Emily Jane Brontë was the most solitary member of a unique, tightly-knit, English provincial family. Born in 1818, she shared the parsonage of the town of Haworth, Yorkshire, with her older sister, Charlotte, her brother, Branwell, her younger sister, Anne, and her father, The Reverend Patrick Brontë. All five were poets and writers; all but Branwell would publish at least one book.

Fantasy was the Brontë children’s one relief from the rigors of religion and the bleakness of life in an impoverished region. They invented a series of imaginary kingdoms and constructed a whole library of journals, stories, poems, and plays around their inhabitants. Emily’s special province was a kingdom she called Gondal, whose romantic heroes and exiles owed much to the poems of Byron.

Brief stays at several boarding schools were the sum of her experiences outside Haworth until 1842, when she entered a school in Brussels with her sister Charlotte. After a year of study and teaching there, they felt qualified to announce the opening of a school in their own home, but could not attract a single pupil.
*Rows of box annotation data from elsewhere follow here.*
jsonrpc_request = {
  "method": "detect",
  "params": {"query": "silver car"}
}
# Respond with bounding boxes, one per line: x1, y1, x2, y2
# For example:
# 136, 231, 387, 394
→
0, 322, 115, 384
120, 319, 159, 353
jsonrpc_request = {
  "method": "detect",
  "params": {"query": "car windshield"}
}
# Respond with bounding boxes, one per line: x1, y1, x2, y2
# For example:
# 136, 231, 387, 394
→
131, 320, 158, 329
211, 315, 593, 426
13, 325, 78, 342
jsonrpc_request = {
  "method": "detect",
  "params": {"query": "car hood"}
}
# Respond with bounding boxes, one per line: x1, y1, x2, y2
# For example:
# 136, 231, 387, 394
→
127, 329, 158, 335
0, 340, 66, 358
In 1845 Charlotte Brontë came across a manuscript volume of her sister’s poems. She knew at once, she later wrote, that they were “not at all like poetry women generally write…they had a peculiar music–wild, melancholy, and elevating.” At her sister’s urging, Emily’s poems, along with Anne’s and Charlotte’s, were published pseudonymously in 1846. An almost complete silence greeted this volume, but the three sisters, buoyed by the fact of publication, immediately began to write novels.Emily’s effort was Wuthering Heights; appearing in 1847 it was treated at first as a lesser work by Charlotte, whose Jane Eyre had already been published to great acclaim. Emily Brontë’s name did not emerge from behind her pseudonym of Ellis Bell until the second edition of her novel appeared in 1850.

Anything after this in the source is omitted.